With Frax, that chance for discussion comes in the form of mission debriefs, where students can explain what they did and why at the end of a Frax mission. “And they’ll be very excited to tell you about it, because kids absolutely love Frax,” Chervenak says. “For example, in one mission debrief you’re talking about loading blocks onto trucks—‘Well, how did you know which blocks you needed, and how many?’ You’re getting students to process those little bits of information and strategy.”
Captain’s Checkpoints get kids thinking, talking, and collaborating
These discussions get students ready for related offline activities, called Captain’s Checkpoints. In between every four to five missions there is a Captain’s Checkpoint, with each one offering teachers a variety of options on how to implement it.
For example, the Captain’s Checkpoint for Missions 1-4, called Maker’s Manual, builds on the online activity of making and naming block models. The objective of this checkpoint is for students to begin to build a manual instructing future block makers how to efficiently ship block models.

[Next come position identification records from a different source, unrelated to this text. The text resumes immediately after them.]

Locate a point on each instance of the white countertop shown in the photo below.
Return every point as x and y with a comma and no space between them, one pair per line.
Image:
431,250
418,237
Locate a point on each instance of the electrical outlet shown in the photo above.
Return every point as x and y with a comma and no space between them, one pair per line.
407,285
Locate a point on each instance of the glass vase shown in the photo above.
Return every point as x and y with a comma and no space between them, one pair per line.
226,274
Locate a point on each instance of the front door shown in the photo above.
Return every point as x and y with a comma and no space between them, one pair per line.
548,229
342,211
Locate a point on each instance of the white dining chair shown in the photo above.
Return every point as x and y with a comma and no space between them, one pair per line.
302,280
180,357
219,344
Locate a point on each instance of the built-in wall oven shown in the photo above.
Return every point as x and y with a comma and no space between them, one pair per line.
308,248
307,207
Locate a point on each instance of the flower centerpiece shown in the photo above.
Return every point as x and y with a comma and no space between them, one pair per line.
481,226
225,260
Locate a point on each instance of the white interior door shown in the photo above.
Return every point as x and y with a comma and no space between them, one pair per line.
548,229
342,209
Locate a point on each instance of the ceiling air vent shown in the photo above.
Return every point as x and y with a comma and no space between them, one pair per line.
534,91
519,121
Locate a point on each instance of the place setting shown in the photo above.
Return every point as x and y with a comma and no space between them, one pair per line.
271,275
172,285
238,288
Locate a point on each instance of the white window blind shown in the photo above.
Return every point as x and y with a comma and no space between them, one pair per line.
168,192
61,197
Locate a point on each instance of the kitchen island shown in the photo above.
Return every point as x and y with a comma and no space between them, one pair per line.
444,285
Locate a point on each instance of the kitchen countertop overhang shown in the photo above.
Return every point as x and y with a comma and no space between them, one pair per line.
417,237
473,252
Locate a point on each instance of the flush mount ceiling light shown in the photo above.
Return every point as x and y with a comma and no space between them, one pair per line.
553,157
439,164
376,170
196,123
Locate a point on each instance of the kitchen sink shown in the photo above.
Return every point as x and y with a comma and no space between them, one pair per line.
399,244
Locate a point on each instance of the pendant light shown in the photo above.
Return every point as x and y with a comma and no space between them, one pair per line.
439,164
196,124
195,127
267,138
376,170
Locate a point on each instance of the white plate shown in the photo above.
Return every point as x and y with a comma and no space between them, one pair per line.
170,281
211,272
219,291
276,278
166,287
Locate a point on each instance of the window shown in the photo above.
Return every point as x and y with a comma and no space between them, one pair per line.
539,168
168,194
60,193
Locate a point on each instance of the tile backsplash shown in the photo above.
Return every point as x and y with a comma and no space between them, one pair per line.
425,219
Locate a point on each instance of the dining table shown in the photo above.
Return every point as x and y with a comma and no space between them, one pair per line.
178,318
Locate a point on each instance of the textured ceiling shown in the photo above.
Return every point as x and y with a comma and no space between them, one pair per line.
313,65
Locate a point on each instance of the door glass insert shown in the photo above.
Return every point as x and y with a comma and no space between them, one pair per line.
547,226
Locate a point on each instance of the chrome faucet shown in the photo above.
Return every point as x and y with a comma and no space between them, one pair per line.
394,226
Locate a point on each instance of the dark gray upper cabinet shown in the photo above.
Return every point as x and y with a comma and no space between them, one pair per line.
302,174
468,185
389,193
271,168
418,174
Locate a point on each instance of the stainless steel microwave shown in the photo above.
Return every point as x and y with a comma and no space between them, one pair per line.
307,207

Students work with a partner to solve 10 task cards. Once they complete all tasks the pair collaboratively decides which four cards contain the most important lessons new block makers need to know to be successful. The pair then creates a manual on how to complete the four selected tasks to assist future block makers. The four tasks and their explanations are added to each student’s Maker’s Manual.
Teachers can decide how students will interact with the task cards—paper cards or electronic cards? Will they write a manual or produce a video or audio recording? And—most importantly—how will you celebrate when your class accomplishes this mission?
Suggestions, resources, discussion materials, and celebration ideas are included in each Captain’s Checkpoint to help teachers implement these offline activities, and get students really reflecting on—and understanding—what they’ve learned.
“Reflection is where the learning happens, generally,” Chervenak says. “These offline activities prompt math discourse, and help students understand why they’re picking the answers that they are and develop true fractions knowledge.”